Housing Demand still High. What you can do to get ahead of the Competition.


According to the latest CoreLogic data, despite ongoing lockdowns across Eastern Australia, property prices went up sharply in the last 12 months despite a sharp fall in the number of properties advertised for sale. 

Nationally, house prices have increased by 20.3 per cent over the last year, the highest annual appreciation since June 1989. In the quarter ending September, the average growth rate across Australia was 4.8%. However, in regional areas, that growth was a massive 5.3 per cent over the quarter and a whopping 23.1 per cent over the last year. 
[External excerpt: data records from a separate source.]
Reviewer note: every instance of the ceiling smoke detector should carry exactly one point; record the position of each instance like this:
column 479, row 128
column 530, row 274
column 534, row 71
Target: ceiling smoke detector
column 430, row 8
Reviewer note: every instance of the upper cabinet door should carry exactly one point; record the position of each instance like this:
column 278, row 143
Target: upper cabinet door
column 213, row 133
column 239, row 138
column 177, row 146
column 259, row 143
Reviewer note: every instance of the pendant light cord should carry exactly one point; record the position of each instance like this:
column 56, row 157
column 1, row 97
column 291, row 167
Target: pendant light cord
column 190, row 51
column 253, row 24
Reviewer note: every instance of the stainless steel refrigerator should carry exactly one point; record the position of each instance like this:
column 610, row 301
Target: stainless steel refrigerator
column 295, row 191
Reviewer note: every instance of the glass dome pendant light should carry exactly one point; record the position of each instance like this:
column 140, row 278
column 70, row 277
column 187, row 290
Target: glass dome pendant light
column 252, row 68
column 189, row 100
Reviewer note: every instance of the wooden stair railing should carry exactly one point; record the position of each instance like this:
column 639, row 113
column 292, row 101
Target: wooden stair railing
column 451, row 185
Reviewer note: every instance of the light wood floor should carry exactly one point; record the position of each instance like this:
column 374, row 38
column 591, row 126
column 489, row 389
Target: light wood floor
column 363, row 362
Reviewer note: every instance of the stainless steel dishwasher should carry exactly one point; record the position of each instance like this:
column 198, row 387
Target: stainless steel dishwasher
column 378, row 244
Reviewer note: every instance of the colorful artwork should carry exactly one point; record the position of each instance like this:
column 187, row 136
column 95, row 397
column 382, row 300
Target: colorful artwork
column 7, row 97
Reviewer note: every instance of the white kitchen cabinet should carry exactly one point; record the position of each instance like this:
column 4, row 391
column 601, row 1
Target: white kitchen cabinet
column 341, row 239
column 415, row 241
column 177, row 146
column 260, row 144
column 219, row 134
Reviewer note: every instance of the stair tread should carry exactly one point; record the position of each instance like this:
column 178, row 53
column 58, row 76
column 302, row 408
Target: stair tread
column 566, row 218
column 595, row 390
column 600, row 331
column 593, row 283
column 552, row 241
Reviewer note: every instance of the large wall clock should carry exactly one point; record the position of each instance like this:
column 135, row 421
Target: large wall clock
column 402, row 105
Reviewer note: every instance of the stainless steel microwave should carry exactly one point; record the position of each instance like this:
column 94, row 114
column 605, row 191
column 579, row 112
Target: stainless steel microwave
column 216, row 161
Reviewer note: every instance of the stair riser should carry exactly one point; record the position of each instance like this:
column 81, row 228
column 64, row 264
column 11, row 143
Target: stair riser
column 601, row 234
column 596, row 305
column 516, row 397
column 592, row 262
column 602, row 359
Sydney house prices have experienced an annual price increase of 23.6 per cent over the last year, with a quarterly growth rate of 5.7 per cent in the last quarter alone. With its stricter lockdown rules around real estate inspections, Melbourne posted an annual growth rate of 15 per cent over the year and 3.3 per cent in the last quarter. 

Hobart has seen a whopping growth rate of 26.8 per cent over the last year, with Darwin growing 20.2per cent and Canberra 24.4 per cent in the same period. It's safe to say there's not a single capital city that has seen a decline in the last year, with Adelaide house prices increasing by 19.1 per cent, Brisbane by 19.9 per cent and Perth by 18.1 per cent. 

And while prices rose sharply, many sellers were still not convinced to list their properties, keeping housing stock levels down. The old rule of supply and demand. It's definitely a seller's market at present. 

We've also seen the timeline to sell property crunched from a six-week sales campaign to a mere two weeks, and down to just days, in some cases. 

Buying a home before the pandemic, while not necessarily stress-free, was much less of a race to the finish for purchasers. Only a year ago, the average real estate auction marketing campaign was around six weeks. It gave purchasers a chance to inspect properties (more than once if they liked), get any building and pest inspections they needed, and get their mortgage approved in time for the auction. 

Since COVID-19 though, the timeline has been crunched. First to around four weeks, and now it's only a couple of weeks from first listing to auction day. 

Some states have stringent inspection protocols in place in that short timeframe and conduct online auctions rather than traditional auctions. A home may be listed one week, have two Saturdays of strictly scheduled inspections (one purchaser at a time through the property for no more than 10 minutes), and be up for auction mid-week. 

It doesn't give buyers much time to prepare. 

Given recent changes in borrowing criteria (see our recent article “New Serviceability Buffer Could Impact The Amount You Can Borrow) and possible further changes in the amount purchasers can borrow, it's never been more important to have your ducks in a row and understand what you can borrow, and be ready to bid or offer at short notice. 

If you haven't already spoken with your lender or mortgage broker about how much you can borrow, that should be the first thing you do before looking at another property. 

If you have already secured pre-approval before 11 October, you should speak to your lender or broker again to ensure it is still valid after lenders have applied the changes to serviceability buffers, or whether the amount you can borrow has changed.